Searchable pdf convertion using ASPOSE

venkataravi · July 1, 2014, 1:50am

Hi Team,

We purchased the licence for ASPOSE Java API. Using ASPOSE API we are unable to convert non-searchable PDF into searchable PDF. After googling we came to know that ASPOSE did not support converting non-searchable PDF into searchable PDF. Please refer to the link.

The above link mentions that we can convert non-searchable PDF into an image and then convert the image to searchable PDF. We are able to convert non-searchable PDF into an image, but while converting that image into searchable PDF, we are facing the following error:

“data.xml file is not available in resources.”

venkataravi · July 1, 2014, 9:07pm

Hi We purchased the licence for ASPOSE java api. We are facing issues while converting the non searchable pdf into searchable pdf

tilal.ahmad · July 2, 2014, 12:43am

Hi venkataravi,

Thanks for your inquiry. We will appreciate if you please share your source code and input/output files, so we will look into it and will provide you more information accordingly.

We are sorry for the inconvenience caused.

Best Regards,

venkataravikumar · July 2, 2014, 8:57am

Hi Tail Ahmad,

Thank you for responding.

We did not find any api to convert non-searchable pdf into searchable pdf.

We chose another alternate by converting non searchable pdf to image and image to Searchable pdf.

In this process we are able to convert non searchable pdf into image but we face issue while converting image into searchable pdf.

Please find my source codes and input files.

Please suggest us a way to complete the requirement.

codewarior · July 3, 2014, 4:59am

Hi Venkataravi,

Thanks for contacting support.

As per my understanding, you are able to convert non-searchable PDF file to Image format using Aspose.Pdf for Java but facing issue while creating searchable PDF from image file. Can you please share whether you are getting a problem while performing OCR on extracted image or facing issue while converting Image files to PDF format (which I think won’t help because converting images back to PDF will produce non-searchable PDF file).

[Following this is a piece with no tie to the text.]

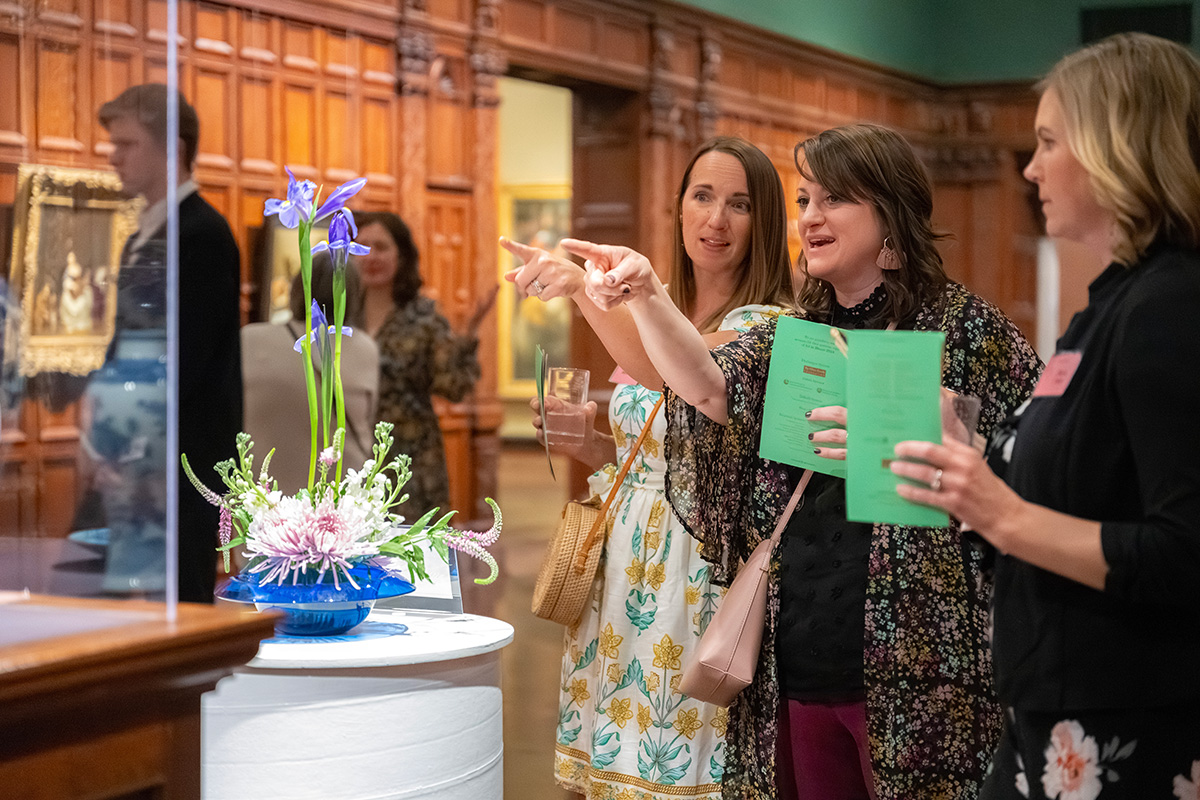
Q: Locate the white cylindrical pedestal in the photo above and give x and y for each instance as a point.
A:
(405, 707)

Besides this, when using Aspose.Pdf for .NET, you can use Aspose.Pdf in collaboration with some other OCR application supporting HOCR standards. A free Google Tessseract OCR can be used. So as described below, one can convert non-searchable PDF to searchable PDF document as described below. You can install Google Tessseract OCR on your computer from http://code.google.com/p/tesseract-ocr/downloads/list. After installation, you will have the tesseract.exe console application.

Below you can see usage example:

C#

public void Main()
{
    Document doc = new Document("Input.pdf");
    doc.Convert(CallBackGetHocr);
    doc.Save("output.pdf");
}

private string CallBackGetHocr(System.Drawing.Image img)
{
    string dir = @"c:\PdfTest\";
    img.Save(dir + "test.jpg");
    ProcessStartInfo info = new ProcessStartInfo(@"tesseract");
    info.WindowStyle= ProcessWindowStyle.Hidden;
    info.Arguments = @"c:\pdftest\test.jpg c:\pdftest\out hocr";
    Process p = new Process();
    p.StartInfo = info;
    p.Start();
    p.WaitForExit();
    StreamReader streamReader = new StreamReader(@"c:\pdftest\out.html");
    string text = streamReader.ReadToEnd();
    streamReader.Close();
    return text;
}

However, to use the solution in Java, you need to try using jtesseract. For more information, you may consider looking over the following links:

Besides this, we have an API named Aspose.OCR for Java, which performs OCR over images on the Java platform. So, as per your requirement, you can first convert the pages of the PDF file to Image format using instructions specified in Convert PDF pages to JPEG Image. Once the image files are generated, you can perform OCR using Aspose.OCR for Java. For further details, please visit Performing OCR on an Image. However, when using this approach, the output is saved in a simple Text file.

I am afraid the current release of Aspose.OCR for Java does not support the feature to perform OCR on an image and save the output in HTML format, but I have asked my fellow worker to further look into this requirement. Soon you will be updated with the required information. We are sorry for this inconvenience.

venkataravi · July 11, 2014, 8:00am

Hi Nayyer Shahbaz,

We have a non searchable pdf which contains scanned images and we need to convert the non searchable pdf having images to the searchable pdf.

We are unable to achieve this using ASPOSE java api.

We are facing issue with OCR on extracted image. We can able to get only content and failing to get images.

please suggest us to complete the requirement. It is very important and urgent also.

codewarior · July 13, 2014, 2:18pm

venkataravi:

We are facing issue with OCR on extracted image.

Hi Venkataravi

Thanks for sharing the details.

Can you please share how you are performing OCR over extracted images i.e. which API you are using.

venkataravi:

We can able to get only content and failing to get images.

Please share either you are facing any issue while extracting images from PDF file or facing problem while performing OCR over extracted images (as per your above statement). Please share the details so we may answer accordingly.

atulkalohatechnology · August 6, 2014, 10:42am

Hi Team,

I used the above code to create a searchable pdf but its not working for me, the converted pdf does not give the functionality to search the text.so can i get a proper code of c# which supports the pdf searchable functionality .

Thanks

Atul kadam

codewarior · August 7, 2014, 1:55pm

Hi Atul,

Thanks for contacting support and sorry for the delayed response.

Can you please share the source TIFF image so that we can test the scenario at our end. We are sorry for this inconvenience.